Proof Carrying Code is a long tradition within programming language research, broadly referring to methods that interleave verification with executable code, thus avoiding the inevitable discrepancies that arise when the code and the proofs are handled in different languages. Although the term was coined by Necula almost three decades ago, with time, it grew to encompass any languages that are powerful enough to handle both the coding and the proving.
An equally impressive, though very different in nature, revolution has happened elsewhere in computer science: machine learning methods grew in quality, diversity and quickly proliferated to different applications. Machine learning attracted attention of programming language researchers, and there have been recent advances in functional algorithms for automated differentiation, probabilistic programming, as well as neuro-symbolic programming and neuro-symbolic theorem proving. The latter two look into, respectively, methods of merging machine learning code and standard (symbolic) code; and automating theorem proving with the help of machine learning deployed at the stage of proof search or lemma conjecturing.

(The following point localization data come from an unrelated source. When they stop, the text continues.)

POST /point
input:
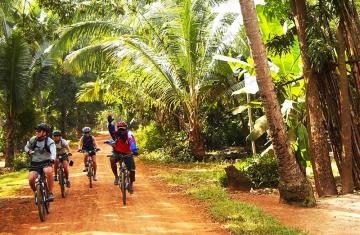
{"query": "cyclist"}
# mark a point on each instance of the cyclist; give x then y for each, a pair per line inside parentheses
(42, 150)
(87, 143)
(124, 145)
(62, 148)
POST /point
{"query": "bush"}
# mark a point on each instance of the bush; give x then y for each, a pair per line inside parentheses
(150, 138)
(21, 161)
(262, 170)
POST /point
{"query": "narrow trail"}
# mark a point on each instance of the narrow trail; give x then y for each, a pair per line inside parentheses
(150, 210)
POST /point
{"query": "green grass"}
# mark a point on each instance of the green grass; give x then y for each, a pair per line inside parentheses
(11, 182)
(202, 181)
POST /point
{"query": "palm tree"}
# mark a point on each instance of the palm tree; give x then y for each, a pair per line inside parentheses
(293, 187)
(170, 47)
(15, 61)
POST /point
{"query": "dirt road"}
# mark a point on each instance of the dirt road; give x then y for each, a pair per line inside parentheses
(150, 210)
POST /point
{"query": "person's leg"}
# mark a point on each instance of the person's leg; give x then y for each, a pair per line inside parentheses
(95, 167)
(113, 162)
(85, 162)
(94, 163)
(56, 166)
(49, 177)
(130, 164)
(32, 178)
(66, 169)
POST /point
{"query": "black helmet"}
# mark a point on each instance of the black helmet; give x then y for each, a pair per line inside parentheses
(56, 133)
(43, 127)
(86, 130)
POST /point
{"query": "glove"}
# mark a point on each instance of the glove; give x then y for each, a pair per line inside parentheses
(110, 118)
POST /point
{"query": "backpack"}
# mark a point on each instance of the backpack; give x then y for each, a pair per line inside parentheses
(122, 147)
(46, 146)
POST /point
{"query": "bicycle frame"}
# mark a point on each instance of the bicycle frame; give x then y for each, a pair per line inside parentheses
(43, 204)
(61, 174)
(123, 175)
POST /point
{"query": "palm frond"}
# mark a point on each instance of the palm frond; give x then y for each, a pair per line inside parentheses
(85, 30)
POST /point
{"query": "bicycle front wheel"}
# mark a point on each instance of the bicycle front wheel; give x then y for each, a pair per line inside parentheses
(40, 202)
(123, 187)
(90, 174)
(62, 182)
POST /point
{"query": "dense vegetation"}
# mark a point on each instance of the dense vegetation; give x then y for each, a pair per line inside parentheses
(194, 78)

The natural question to ask is: does the concept of proof-carrying code bear any value, or indeed meaning, in the age of the neuro-symbolic paradigm shift? In this invited talk I will answer both questions in the positive. I will introduce the concept of “proof-carrying neuro-symbolic code” and explain its meaning and value, from both the “neural” and the “symbolic” perspectives. I will outline the first successes and challenges that this new area of research faces.